#throwbackthursdays | This no-filter photo in 2001 means a great deal to me. It documents the first time I met 80-year-old Kim Soon-Duk in Washington, D.C. and interviewed this survivor of sex slavery implemented by the Japanese military– about 200,000 women and girls as young as 11 were forced into sex trafficking and euphemistically known as ‘comfort women’ because their sole role was to comfort the soldiers on the front lines of war before and during WWII. This photo also marked a watershed awakening to social justice issues. After hearing Kim’s horrific testimony of enslavement and then learning of the Japanese government’s failure to accept moral and legal responsibility for this sex trafficking system (more than 1000 ‘comfort’ stations were in China) and failure to apologise for destroying the lives of so many girls and women, it impacted me and I could no longer live a selfish life for myself.  I began to dream of a better life for those suffering and marginalised. I spent 10 years, while working a full-time, to collect the materials for my book Silenced No More: Voices of Comfort Women which was published last September.
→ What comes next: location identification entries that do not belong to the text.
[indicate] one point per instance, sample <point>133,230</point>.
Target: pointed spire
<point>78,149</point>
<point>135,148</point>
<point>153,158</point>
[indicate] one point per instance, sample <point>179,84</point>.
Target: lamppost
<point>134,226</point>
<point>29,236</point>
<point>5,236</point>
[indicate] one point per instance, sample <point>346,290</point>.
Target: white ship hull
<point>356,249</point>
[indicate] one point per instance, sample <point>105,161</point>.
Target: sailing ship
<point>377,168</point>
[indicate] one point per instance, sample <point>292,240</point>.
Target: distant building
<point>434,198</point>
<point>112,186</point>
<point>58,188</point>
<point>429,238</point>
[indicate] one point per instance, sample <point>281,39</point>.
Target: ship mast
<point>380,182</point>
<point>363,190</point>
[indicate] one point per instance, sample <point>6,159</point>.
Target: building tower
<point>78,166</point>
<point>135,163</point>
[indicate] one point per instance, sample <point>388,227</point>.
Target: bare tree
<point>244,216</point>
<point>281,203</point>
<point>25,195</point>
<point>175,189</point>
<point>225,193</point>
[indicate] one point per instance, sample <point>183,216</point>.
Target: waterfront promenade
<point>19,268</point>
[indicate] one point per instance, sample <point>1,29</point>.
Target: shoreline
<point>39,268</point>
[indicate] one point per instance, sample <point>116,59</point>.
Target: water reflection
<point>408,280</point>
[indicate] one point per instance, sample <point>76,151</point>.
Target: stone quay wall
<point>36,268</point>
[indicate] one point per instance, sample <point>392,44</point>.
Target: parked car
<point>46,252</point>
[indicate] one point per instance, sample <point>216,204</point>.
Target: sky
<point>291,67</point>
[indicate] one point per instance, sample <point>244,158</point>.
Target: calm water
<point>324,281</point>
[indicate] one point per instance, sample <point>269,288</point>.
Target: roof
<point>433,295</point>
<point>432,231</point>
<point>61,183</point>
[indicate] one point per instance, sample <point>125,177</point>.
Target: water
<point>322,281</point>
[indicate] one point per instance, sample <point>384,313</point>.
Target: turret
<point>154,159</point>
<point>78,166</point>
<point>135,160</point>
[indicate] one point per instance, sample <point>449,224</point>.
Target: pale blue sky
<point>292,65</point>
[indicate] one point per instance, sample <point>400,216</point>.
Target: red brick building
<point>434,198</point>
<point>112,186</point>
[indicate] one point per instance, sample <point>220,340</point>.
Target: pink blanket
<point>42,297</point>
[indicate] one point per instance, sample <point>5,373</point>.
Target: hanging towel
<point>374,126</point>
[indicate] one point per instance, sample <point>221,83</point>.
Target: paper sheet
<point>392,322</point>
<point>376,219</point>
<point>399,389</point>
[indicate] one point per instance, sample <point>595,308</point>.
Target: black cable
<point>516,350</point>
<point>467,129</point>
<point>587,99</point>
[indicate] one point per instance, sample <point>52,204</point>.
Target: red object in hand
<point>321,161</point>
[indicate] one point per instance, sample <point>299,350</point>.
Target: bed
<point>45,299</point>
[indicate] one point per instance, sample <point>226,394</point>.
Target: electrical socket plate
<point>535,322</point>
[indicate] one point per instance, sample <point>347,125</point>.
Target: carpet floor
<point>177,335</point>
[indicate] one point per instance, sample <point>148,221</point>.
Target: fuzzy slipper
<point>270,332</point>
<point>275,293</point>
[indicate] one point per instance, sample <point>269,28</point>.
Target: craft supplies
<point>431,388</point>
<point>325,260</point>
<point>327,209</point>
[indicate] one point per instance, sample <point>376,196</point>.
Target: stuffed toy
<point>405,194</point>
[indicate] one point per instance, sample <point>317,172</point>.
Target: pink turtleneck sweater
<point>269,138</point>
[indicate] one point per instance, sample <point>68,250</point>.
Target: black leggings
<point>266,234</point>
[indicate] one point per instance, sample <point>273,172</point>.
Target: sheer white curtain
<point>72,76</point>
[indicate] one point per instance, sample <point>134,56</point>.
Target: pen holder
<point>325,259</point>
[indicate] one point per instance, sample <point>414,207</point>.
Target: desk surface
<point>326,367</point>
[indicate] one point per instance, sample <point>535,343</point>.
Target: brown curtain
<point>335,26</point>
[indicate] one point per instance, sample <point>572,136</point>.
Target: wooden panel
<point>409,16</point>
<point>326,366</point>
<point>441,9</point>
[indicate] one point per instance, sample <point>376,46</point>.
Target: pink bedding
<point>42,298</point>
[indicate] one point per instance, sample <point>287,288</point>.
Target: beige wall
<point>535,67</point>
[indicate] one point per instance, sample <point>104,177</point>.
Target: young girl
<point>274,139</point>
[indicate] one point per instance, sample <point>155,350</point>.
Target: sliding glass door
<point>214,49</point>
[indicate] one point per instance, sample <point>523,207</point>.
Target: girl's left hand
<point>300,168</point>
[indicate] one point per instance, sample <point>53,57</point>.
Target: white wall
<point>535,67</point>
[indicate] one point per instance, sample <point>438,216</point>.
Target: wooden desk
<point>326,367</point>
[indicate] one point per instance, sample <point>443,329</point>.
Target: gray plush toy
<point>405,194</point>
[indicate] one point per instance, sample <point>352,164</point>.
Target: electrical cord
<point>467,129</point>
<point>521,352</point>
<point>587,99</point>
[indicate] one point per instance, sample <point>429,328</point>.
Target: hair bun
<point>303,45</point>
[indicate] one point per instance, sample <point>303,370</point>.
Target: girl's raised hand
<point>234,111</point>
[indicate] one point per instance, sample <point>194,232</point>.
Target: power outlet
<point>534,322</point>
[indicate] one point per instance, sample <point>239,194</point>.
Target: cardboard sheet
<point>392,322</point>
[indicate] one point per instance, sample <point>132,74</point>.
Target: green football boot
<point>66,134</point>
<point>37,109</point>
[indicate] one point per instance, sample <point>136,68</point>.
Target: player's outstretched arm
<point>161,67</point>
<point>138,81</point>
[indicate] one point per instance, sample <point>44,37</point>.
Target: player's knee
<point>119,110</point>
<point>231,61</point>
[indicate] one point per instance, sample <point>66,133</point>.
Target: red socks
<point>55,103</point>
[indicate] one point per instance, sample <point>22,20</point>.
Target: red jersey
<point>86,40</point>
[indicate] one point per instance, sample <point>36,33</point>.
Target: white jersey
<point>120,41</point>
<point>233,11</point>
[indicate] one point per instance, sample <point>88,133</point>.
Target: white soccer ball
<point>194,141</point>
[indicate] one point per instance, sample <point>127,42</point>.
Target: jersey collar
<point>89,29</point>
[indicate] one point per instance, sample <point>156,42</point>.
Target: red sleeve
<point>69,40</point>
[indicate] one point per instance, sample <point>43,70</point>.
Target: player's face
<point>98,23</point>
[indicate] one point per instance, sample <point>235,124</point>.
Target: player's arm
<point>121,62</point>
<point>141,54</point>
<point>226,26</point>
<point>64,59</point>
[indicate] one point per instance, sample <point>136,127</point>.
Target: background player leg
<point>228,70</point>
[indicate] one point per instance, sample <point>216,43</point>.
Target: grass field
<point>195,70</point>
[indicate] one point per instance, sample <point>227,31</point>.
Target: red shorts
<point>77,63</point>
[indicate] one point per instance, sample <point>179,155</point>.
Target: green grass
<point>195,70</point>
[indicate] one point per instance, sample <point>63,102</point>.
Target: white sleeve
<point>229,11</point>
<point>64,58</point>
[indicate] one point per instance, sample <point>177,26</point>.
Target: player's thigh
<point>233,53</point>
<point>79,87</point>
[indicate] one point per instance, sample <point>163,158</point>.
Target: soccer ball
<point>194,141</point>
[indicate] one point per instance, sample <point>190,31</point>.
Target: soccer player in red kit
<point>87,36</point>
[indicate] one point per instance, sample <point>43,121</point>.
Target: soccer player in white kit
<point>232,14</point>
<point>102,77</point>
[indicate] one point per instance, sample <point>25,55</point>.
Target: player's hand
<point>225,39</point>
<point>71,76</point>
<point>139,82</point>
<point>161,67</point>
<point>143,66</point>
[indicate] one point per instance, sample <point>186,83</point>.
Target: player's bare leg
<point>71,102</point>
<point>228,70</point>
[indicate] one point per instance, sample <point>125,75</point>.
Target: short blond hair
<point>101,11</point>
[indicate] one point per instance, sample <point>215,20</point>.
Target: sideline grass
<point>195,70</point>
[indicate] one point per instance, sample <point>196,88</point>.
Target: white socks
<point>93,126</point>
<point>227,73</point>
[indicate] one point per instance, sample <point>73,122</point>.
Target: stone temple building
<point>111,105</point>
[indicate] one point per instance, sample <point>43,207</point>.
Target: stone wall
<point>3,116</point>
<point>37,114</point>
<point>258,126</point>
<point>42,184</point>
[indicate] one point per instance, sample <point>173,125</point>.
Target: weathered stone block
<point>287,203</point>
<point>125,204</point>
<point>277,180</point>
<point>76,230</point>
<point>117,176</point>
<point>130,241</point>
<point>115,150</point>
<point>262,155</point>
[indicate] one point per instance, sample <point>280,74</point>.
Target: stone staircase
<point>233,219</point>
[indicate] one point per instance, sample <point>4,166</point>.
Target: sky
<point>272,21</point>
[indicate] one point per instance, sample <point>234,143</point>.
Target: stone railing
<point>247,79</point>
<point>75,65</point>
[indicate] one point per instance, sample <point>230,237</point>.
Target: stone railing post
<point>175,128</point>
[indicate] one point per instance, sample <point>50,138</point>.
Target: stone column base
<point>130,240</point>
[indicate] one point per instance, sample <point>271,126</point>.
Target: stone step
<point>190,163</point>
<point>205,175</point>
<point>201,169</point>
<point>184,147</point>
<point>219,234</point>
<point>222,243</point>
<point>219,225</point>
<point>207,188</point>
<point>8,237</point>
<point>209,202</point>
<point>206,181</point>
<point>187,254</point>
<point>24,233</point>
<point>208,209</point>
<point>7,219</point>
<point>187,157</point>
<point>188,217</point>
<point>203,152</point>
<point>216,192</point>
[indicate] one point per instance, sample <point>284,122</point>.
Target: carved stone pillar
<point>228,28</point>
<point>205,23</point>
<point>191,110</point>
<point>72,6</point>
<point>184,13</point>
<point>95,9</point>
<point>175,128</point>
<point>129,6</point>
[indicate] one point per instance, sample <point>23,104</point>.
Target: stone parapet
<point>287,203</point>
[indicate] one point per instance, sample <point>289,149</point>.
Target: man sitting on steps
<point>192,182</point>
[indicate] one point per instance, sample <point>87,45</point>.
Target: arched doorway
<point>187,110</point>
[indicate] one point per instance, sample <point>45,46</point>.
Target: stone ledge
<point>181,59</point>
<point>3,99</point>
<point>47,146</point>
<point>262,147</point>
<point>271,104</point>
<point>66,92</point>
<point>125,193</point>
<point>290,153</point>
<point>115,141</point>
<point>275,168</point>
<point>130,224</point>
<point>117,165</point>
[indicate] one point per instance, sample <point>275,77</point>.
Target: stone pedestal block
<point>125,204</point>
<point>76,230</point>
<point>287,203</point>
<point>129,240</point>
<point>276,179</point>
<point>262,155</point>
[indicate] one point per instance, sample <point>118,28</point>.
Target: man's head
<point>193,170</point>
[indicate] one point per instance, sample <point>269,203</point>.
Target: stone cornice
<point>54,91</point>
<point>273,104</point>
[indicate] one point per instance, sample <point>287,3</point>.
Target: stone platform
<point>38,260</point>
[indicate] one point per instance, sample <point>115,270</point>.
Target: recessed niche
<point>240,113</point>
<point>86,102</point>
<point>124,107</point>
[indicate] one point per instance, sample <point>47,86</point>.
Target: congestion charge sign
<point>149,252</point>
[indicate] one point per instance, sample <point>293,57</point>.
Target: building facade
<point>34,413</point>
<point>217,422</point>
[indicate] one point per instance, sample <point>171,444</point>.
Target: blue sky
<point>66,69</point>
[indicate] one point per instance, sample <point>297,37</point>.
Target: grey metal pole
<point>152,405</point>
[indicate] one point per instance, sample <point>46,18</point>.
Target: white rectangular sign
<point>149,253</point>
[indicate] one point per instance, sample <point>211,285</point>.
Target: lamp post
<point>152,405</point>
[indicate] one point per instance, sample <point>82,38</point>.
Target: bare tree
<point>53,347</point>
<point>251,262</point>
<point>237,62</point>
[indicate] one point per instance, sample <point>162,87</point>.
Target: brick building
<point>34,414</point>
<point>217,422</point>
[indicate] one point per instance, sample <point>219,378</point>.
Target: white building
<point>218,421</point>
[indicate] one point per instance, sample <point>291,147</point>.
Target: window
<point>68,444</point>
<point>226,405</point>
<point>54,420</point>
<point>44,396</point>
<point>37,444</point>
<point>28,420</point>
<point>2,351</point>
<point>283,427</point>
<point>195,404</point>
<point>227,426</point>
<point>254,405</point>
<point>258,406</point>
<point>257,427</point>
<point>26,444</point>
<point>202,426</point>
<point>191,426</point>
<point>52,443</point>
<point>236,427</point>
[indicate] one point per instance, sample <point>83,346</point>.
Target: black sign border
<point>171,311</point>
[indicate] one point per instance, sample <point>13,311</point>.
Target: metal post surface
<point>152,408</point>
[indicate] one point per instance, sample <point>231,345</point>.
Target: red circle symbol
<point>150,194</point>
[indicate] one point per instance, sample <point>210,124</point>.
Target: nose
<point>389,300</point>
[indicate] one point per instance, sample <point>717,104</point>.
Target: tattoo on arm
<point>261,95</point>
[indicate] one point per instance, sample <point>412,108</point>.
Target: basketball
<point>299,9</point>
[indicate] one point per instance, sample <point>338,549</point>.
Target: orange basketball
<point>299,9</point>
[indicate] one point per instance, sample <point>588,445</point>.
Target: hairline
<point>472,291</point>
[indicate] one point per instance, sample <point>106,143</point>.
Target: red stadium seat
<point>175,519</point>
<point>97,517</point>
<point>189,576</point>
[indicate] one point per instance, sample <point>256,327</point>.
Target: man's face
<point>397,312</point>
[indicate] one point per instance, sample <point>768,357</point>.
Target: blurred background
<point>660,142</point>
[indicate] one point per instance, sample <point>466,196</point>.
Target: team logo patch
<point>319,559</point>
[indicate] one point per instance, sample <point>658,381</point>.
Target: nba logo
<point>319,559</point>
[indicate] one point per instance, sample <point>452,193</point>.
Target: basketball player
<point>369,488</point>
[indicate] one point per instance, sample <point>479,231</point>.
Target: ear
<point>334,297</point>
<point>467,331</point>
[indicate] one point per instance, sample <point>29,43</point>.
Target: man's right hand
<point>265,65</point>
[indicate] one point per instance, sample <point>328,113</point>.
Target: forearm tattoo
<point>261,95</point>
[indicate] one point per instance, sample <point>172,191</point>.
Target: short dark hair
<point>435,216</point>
At the time when this photo was taken, I was just a kid working as a TV reporter in Canada. Little did I know at that time that I would move to Beijing, China in 2004 and encounter many highs and lows and one rock bottom, while learning life lessons more precious than gold and becoming much wiser and stronger in every way.

I can say now that the lows were the best thing to happen to me. They were humbling and made me more empathetic, a quality that I really need to do the work of fighting modern slavery through the 852 Freedom Campaign. I’m currently writing a nostalgic book about my experiences in Asia and the people and events that have shaped me. The good, the bad and the ugly.